Mas quando são pessoas relevantes na vida da mulher, a situação pode ser diferente. “O Natal é uma altura complicada neste tipo de questões porque a família junta-se quase sempre. Não há grande margem para fugir e surgem mais facilmente esses comentários. Na verdade, acho que temos que ponderar muito bem a relação que temos com aquela pessoa e tentar comunicar de uma forma positiva aquilo que para nós é importante. Muitas vezes estes comentários assentam numa vontade do outro até de ajudar, de partilhar informação, de nos pôr alerta de alguma informação que eles sintam que é relevante, devido às ansiedades deles“, explica.

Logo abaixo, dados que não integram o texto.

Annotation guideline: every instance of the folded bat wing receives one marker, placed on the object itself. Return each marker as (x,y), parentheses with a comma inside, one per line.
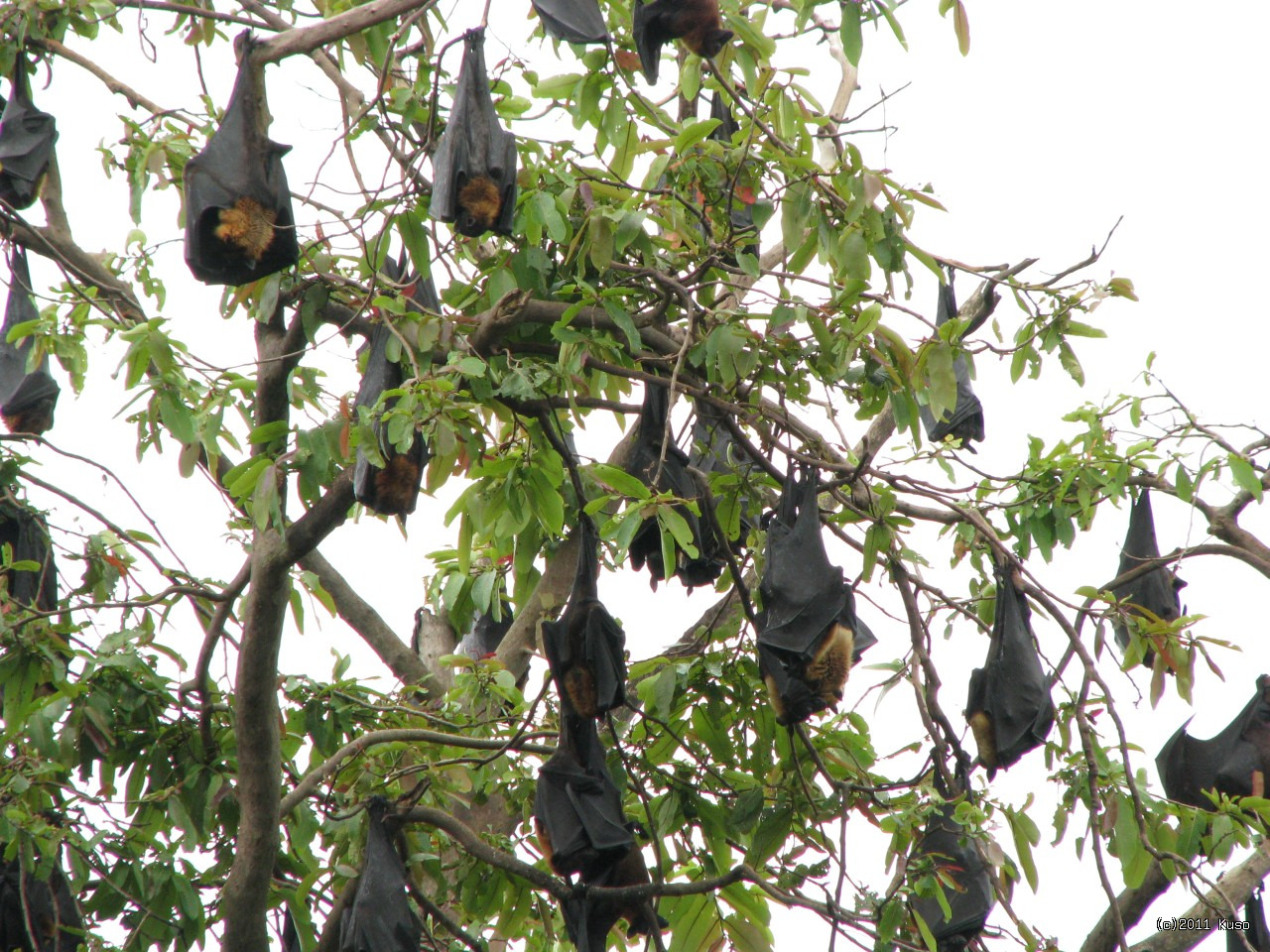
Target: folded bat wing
(1011,689)
(380,918)
(572,21)
(1225,763)
(964,420)
(667,472)
(474,168)
(1157,589)
(393,489)
(970,901)
(239,225)
(576,807)
(27,137)
(27,395)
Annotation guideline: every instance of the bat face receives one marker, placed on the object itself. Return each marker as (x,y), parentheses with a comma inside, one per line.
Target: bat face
(585,647)
(944,846)
(394,489)
(695,22)
(380,918)
(576,809)
(474,168)
(27,398)
(46,904)
(239,226)
(27,536)
(27,139)
(667,472)
(1156,592)
(1234,762)
(572,21)
(807,626)
(964,420)
(1008,705)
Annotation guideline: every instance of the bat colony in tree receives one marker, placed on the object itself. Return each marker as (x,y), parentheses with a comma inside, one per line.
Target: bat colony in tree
(239,227)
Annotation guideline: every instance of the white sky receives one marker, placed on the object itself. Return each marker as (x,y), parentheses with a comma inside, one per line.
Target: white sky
(1064,118)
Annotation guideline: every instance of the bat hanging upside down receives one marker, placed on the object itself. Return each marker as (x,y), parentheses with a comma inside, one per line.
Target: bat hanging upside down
(695,22)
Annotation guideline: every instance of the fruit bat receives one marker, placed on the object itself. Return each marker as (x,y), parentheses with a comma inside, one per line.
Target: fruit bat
(695,22)
(572,21)
(27,537)
(715,451)
(588,918)
(808,633)
(576,809)
(964,420)
(668,474)
(1256,932)
(27,397)
(37,915)
(1008,706)
(394,489)
(1234,762)
(239,226)
(474,168)
(486,635)
(27,137)
(739,214)
(585,647)
(1156,592)
(953,857)
(380,919)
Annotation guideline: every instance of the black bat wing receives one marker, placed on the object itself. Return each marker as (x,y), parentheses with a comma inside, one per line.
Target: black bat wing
(576,806)
(651,36)
(803,594)
(239,173)
(27,398)
(28,537)
(394,489)
(1015,688)
(474,146)
(380,918)
(964,420)
(973,897)
(1157,589)
(27,137)
(572,21)
(1189,766)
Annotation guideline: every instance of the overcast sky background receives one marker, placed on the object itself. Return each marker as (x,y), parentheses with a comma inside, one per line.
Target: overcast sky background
(1064,118)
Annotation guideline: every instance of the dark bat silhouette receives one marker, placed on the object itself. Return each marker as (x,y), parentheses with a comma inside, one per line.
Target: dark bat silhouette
(668,474)
(576,809)
(739,214)
(474,168)
(808,633)
(486,635)
(27,537)
(695,22)
(394,489)
(380,918)
(239,226)
(572,21)
(944,843)
(37,915)
(589,918)
(27,397)
(1234,762)
(585,647)
(1008,706)
(1256,932)
(1156,592)
(964,420)
(27,137)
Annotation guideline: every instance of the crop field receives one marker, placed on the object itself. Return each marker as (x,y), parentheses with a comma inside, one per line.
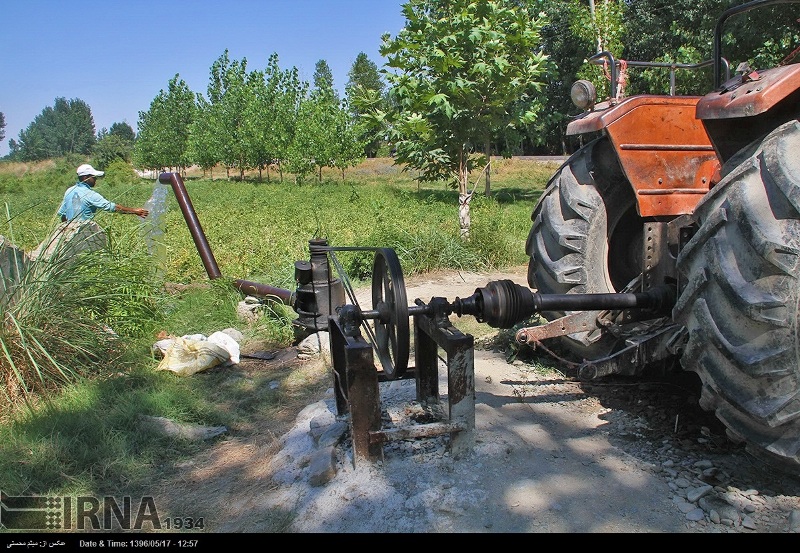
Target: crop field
(256,229)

“Muitas vezes aquilo que podemos fazer é dizer ao outro – caso sintamos que é necessário definir um limite – que compreendemos que esteja preocupado. Às vezes estes comentários assentam um bocadinho em falta de empatia porque estas pessoas não transmitem da melhor forma estas questões. Não ponderam o impacto que aquilo que dizem tem na mulher. Podemos fazer o inverso e mostrar empatia pelo outro e dizer qualquer coisa do género: ‘eu percebo que queres ajudar ou percebo que a tua intenção é boa’ mas depois dizer que não é isso que acreditamos ou não é isso que sabemos que é verdade ou que aquela informação nos está a deixar mais ansiosas ou mais preocupadas. Preferimos que não seja dito aquilo novamente“, esclarece.
De uma coisa, tanto Catarina como Dana, têm hoje a certeza: elas “é que são as mães” e “sabem o que é melhor para os seus filhos”. Claro, seguindo sempre as recomendações dos verdadeiros especialistas.